Shelly Sterling appeared to have the advantage after an initial hearing in probate court Monday, with a Los Angeles Superior Court judge saying that the terms of a family trust may give Donald Sterling little room to rebut a finding that he is mentally incapable of continuing as co-owner of the Clippers.
Judge Michael Levanas put off for at least a week a ruling on the scope of a trial on Shelly Sterling’s takeover of the family trust. She initiated the proceeding, asking the court to affirm both her control of the trust and her sale of the NBA team.
Levanas’ initial comments suggested her path to controlling the trust could be relatively simple.
“As I sit here right now, I don’t see how this [trust] document is ambiguous and you are going to go behind it” to have a full hearing into Donald Sterling’s mental competency, Levanas told lawyers for Donald Sterling.
The Sterling Family Trust, written in the 1990s and renewed last December, says that either of the Sterlings can be removed as co-trustee if two qualified doctors find that they are mentally incapacitated. That finding can be made without a court’s approval.
Shelly Sterling, 79, used the mechanism to take control of the trust on May 29 and sold the Clippers that night to former Microsoft chief executive Steve Ballmer for an NBA-record $2 billion. She asserted sole control of the trust after two psychiatrists wrote reports saying her 80-year-old husband is not mentally capable of managing his business affairs.
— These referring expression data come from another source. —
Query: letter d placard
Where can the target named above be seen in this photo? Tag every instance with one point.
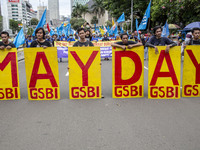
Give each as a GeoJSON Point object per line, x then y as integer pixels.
{"type": "Point", "coordinates": [42, 73]}
{"type": "Point", "coordinates": [164, 73]}
{"type": "Point", "coordinates": [84, 73]}
{"type": "Point", "coordinates": [9, 76]}
{"type": "Point", "coordinates": [128, 72]}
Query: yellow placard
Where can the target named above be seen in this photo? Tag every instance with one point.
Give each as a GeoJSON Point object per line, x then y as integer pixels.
{"type": "Point", "coordinates": [128, 72]}
{"type": "Point", "coordinates": [63, 43]}
{"type": "Point", "coordinates": [164, 73]}
{"type": "Point", "coordinates": [9, 76]}
{"type": "Point", "coordinates": [42, 73]}
{"type": "Point", "coordinates": [191, 72]}
{"type": "Point", "coordinates": [84, 73]}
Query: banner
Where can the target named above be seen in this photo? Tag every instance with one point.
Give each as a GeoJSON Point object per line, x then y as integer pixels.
{"type": "Point", "coordinates": [70, 44]}
{"type": "Point", "coordinates": [9, 76]}
{"type": "Point", "coordinates": [105, 52]}
{"type": "Point", "coordinates": [128, 72]}
{"type": "Point", "coordinates": [191, 72]}
{"type": "Point", "coordinates": [63, 44]}
{"type": "Point", "coordinates": [42, 73]}
{"type": "Point", "coordinates": [164, 73]}
{"type": "Point", "coordinates": [84, 73]}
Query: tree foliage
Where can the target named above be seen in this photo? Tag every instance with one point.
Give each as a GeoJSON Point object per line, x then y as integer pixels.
{"type": "Point", "coordinates": [94, 20]}
{"type": "Point", "coordinates": [180, 12]}
{"type": "Point", "coordinates": [34, 21]}
{"type": "Point", "coordinates": [77, 23]}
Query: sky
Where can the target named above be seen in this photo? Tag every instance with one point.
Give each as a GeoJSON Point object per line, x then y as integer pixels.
{"type": "Point", "coordinates": [65, 6]}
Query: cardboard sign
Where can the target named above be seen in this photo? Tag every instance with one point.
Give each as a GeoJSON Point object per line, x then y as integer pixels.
{"type": "Point", "coordinates": [128, 72]}
{"type": "Point", "coordinates": [42, 73]}
{"type": "Point", "coordinates": [84, 73]}
{"type": "Point", "coordinates": [9, 76]}
{"type": "Point", "coordinates": [191, 72]}
{"type": "Point", "coordinates": [164, 73]}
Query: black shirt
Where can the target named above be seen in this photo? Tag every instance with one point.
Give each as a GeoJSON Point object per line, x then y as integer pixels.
{"type": "Point", "coordinates": [36, 43]}
{"type": "Point", "coordinates": [9, 44]}
{"type": "Point", "coordinates": [129, 43]}
{"type": "Point", "coordinates": [194, 42]}
{"type": "Point", "coordinates": [81, 44]}
{"type": "Point", "coordinates": [163, 41]}
{"type": "Point", "coordinates": [105, 39]}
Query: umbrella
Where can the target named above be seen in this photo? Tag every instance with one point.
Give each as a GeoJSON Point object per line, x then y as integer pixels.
{"type": "Point", "coordinates": [173, 26]}
{"type": "Point", "coordinates": [193, 25]}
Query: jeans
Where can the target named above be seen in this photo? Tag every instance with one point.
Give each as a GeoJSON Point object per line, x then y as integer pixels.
{"type": "Point", "coordinates": [145, 52]}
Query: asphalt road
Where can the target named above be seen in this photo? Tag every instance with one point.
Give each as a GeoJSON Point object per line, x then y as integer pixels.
{"type": "Point", "coordinates": [106, 124]}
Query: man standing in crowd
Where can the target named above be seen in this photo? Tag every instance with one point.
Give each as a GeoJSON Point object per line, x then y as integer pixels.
{"type": "Point", "coordinates": [63, 38]}
{"type": "Point", "coordinates": [82, 41]}
{"type": "Point", "coordinates": [40, 39]}
{"type": "Point", "coordinates": [5, 42]}
{"type": "Point", "coordinates": [196, 35]}
{"type": "Point", "coordinates": [105, 38]}
{"type": "Point", "coordinates": [29, 41]}
{"type": "Point", "coordinates": [125, 42]}
{"type": "Point", "coordinates": [157, 40]}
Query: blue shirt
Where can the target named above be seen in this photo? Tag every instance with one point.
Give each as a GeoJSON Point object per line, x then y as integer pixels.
{"type": "Point", "coordinates": [28, 43]}
{"type": "Point", "coordinates": [63, 38]}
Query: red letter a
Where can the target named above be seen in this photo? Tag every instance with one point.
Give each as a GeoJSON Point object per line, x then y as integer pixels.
{"type": "Point", "coordinates": [157, 72]}
{"type": "Point", "coordinates": [83, 67]}
{"type": "Point", "coordinates": [118, 67]}
{"type": "Point", "coordinates": [35, 76]}
{"type": "Point", "coordinates": [197, 66]}
{"type": "Point", "coordinates": [11, 57]}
Levanas asked attorneys for Donald and Shelly to file additional papers before another hearing next Monday.
Unless lawyers for Donald Sterling can show that the trust provision for incapacity was unclear, Levanas said, his job might amount to little more than a “check list” — confirming that the two neurologists who examined Donald were qualified and that they found him incapable of conducting business as usual.
Ballmer’s lawyer, Adam L. Streisand, participated in Monday’s hearing and said he believes that the judge will hold a short trial to confirm the findings of the experts — Dr. J. Edward Spar and Dr. Meril Sue Platzer — and then validate Shelly Sterling’s actions.
“The other side is trying to bring in a lot of noise and trying to rewrite the trust to say something it doesn’t say,” Streisand said after the hearing. “And the judge is saying, ‘I don’t see it. There is nothing ambiguous here. It’s crystal clear.’”
Without Donald Sterling’s consent to sell the Clippers, the sales agreement calls for a judge to find that Shelly Sterling had the authority to sell. The probate hearing is set to begin July 7, in time for other NBA owners to validate Ballmer’s purchase when they meet July 15.
“We really want this $2-billion, record-shattering sale — 3 1/2 times anything else that has ever happened — to go forward,” said Shelly’s lead attorney, Pierce O’Donnell. “It’s in the best interest of Donald Sterling and Mrs. Sterling and the trust.”
After briefly saying that he would go along with the sale, Donald Sterling balked. He said he does not want to sell and objects that the NBA refused to drop a $2.5-million fine and lifetime ban against him for saying on an audio recording that he did not want his companion to bring blacks to Clippers games.
Donald Sterling’s lawyers argued that Sterling should be granted a competency hearing. They asked Levanas to postpone the proceeding for a month because their lead witness, dementia expert Jeffrey L. Cummings of Las Vegas, will be out of the country for most of July.
They also asked Levanas to reinstate a provision of the Sterling trust that allowed a trustee “booted out” for incapacity to be reinstated, based on the word of additional experts. Attorney Max Blecher said that codicil “just disappeared” inadvertently and should be restored by the court to enable Sterling to have his side heard.
Shelly Sterling’s attorney, O’Donnell, argued that the sale needed to be completed to maintain the $2-billion price. A failure to separate Donald Sterling from the team could cause Ballmer and other potential sellers to flee, leaving only “bottom feeders,” O’Donnell said.
Blecher argued that “it is equally or more likely that with the passage of time the Clippers will be worth more than the amount now being considered.”
Levanas asked lawyers to file papers on several issues before next week’s hearing. He asked Donald Sterling’s lawyers to explain why expert Cummings cannot appear sooner or by video deposition, and most importantly, to justify the need for a competency hearing, when the trust seems to make clear that the findings of two doctors can lead to a trustee’s ouster.
Levanas asked Ballmer’s lawyer to justify his continued presence in the case. Streisand said probate law allows for those with an economic interest to take part in matters in which they are not the central players.
Despite saying the trust language seemed to require only a brief recap of Shelly’s assumption of control of the trust, Levanas said it made him uncomfortable to think of the “huge consequence” of a decision made with very little information.
The judge said he wouldn’t want to sign an incapacity agreement like the one in the Sterling trust. “My wife and I are getting along today, but I don’t know what’s going to happen,” Levanas quipped. “It seems this is a very broad way of removing someone as a trustee.”